A budget-conscious upgrade ladder
- Year 1: G920 + desk clamp + DIY mount stiffening. Total spend: ~$300.
- Year 2: add a load-cell brake pedal (used). Total: +$200.
- Year 3: TH8A for H-pattern sims. Total: +$200.
- Year 4: dedicated rig (DIY 80/20 or budget Next-Level). Total: +$200-$400.
- Year 5: direct-drive wheel base (used 5Nm-class). Total: +$500-$800.
At each step the gear lasts longer than at the previous step, which is the right way to spend in this hobby — slow, deliberate upgrades that survive the next four upgrades.
Don't ignore the chair
A wobbly office chair undoes every benefit of a strong wheel. Even a basic gaming chair clamped or staked to the floor is a meaningful upgrade. Direct-drive wheels demand a chair that won't slide backward when force is applied; a budget cockpit-style rig with a real seat is the better solution.
Real-world calibration tips
- In G HUB: set rotation to 540° for arcade, 720° for modern GT, 900° for classic / rally.
- In-sim FFB scaling: start at 80% strength, raise until the wheel clips on heavy curbs, back off 5%.
- Pedal calibration: set brake travel to 80% of full press — full-press is rarely useful and tires the calf.
- Force-feedback effects: enable canned effects (curb rumble, ABS pulse) only if your sim doesn't fake them natively.
When the DualSense is enough
For a PS5 player who races casually — a weekend of Gran Turismo 7, the odd F1 session — the DualSense controller with adaptive triggers is genuinely capable. The triggers simulate brake-pedal weight; the haptics communicate surface texture. It's not a wheel, but it's the best controller-based driving experience available, and a $70 commitment instead of $400.
A 30-day plan to learn to drive a sim
- Days 1-3. Set up the G920, mount it solidly, install Assetto Corsa and a free-to-try iRacing trial.
- Days 4-10. Drive one car on one track for 30-minute sessions. Don't switch. Look for the points where the FFB tells you you've reached the grip limit.

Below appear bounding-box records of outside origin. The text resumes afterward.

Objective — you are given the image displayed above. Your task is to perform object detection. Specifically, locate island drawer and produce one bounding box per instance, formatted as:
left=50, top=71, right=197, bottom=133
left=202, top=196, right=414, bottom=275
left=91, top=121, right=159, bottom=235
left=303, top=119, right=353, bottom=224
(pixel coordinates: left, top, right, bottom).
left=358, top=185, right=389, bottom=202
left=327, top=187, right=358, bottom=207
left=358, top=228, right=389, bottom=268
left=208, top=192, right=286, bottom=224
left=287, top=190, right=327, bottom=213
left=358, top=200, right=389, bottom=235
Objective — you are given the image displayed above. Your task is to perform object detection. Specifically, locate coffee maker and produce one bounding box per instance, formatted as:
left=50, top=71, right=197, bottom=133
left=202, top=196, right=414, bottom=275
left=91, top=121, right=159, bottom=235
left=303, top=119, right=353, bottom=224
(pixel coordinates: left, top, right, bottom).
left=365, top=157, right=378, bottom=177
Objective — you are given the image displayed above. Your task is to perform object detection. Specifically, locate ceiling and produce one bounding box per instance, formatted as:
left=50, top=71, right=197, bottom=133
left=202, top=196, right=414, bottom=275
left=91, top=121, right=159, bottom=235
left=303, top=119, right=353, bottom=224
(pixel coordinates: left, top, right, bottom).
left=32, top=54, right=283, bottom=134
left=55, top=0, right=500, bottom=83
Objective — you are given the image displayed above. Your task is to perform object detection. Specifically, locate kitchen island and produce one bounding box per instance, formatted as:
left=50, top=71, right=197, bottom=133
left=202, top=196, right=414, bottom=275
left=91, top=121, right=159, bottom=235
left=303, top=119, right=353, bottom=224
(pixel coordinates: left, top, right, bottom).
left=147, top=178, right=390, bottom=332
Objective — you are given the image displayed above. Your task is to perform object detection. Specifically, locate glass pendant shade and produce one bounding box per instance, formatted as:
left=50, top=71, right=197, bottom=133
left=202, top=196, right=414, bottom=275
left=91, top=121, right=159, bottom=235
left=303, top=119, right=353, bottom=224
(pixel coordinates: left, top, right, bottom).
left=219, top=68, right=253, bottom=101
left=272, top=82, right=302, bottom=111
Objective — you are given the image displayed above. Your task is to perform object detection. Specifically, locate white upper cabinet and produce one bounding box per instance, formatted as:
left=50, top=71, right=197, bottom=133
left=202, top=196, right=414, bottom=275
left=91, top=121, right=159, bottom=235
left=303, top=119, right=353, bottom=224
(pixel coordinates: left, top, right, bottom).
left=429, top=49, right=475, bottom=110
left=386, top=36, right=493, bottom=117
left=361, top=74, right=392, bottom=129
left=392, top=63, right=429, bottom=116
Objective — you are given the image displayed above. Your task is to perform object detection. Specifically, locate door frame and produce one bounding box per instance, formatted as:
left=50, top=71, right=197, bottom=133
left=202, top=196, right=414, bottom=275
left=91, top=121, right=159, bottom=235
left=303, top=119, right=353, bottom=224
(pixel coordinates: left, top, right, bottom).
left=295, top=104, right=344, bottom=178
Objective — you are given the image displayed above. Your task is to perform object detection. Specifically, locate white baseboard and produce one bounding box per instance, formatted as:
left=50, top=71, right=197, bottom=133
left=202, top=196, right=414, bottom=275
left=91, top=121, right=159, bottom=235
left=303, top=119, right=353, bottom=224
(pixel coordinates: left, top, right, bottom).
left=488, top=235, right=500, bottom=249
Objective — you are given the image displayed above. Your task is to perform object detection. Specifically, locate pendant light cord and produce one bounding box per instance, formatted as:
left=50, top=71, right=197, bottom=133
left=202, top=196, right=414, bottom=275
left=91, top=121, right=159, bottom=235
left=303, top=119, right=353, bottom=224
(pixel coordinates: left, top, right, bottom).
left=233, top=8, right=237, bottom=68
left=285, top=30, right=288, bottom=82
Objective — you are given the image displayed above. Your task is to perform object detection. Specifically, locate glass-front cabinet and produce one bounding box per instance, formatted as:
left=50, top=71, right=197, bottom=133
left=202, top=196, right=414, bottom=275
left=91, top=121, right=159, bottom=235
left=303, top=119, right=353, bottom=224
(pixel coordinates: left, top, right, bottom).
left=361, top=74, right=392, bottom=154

- Days 11-17. Introduce a second car (different drivetrain). The wheel teaches you what changes when weight transfers differently.
- Days 18-24. Introduce a third track. Use shorter sessions; focus on memorizing braking points by feel.
- Days 25-30. Try a multi-class race weekend. Pace under traffic is the test.
By the end of the month, you've learned more about car control than two years of pad-based driving teaches.
Sim-by-sim sweet spot
| Sim | Wheel needed? | Why |
|---|---|---|
| Gran Turismo 7 | rec | Adaptive triggers help, wheel is better |
| F1 24 | yes | Tire grip cues come through FFB |
| Assetto Corsa Competizione | yes | The whole point of the sim |
| iRacing | yes | Subscription cost only justified with a wheel |
| EA WRC | yes (with H-pattern preferred) | TH8A shines here |
| Forza Motorsport (recent) | optional | Pad is fine; wheel is enjoyable |
| BeamNG.drive | yes (H-pattern recommended) | Driveability ladder |
Stick with the starter for a year
A common pattern: a beginner buys the G920, drives for a month, hits a perceived wall, and assumes a more expensive wheel is the answer. It rarely is. The wall is almost always technique — and learning takes a year, not a month. Direct-drive wheels are real upgrades for racers who can lap consistently within a tenth of their best across many sessions. Below that level, the G920 is teaching you what you need to learn.
Maintenance habits
- Wipe the rim down monthly; leather absorbs oil.
- Tighten the desk clamp after every long session.
- Lubricate pedal pivots once a year.
- Update Logitech G HUB sparingly; new versions occasionally break older sim profiles.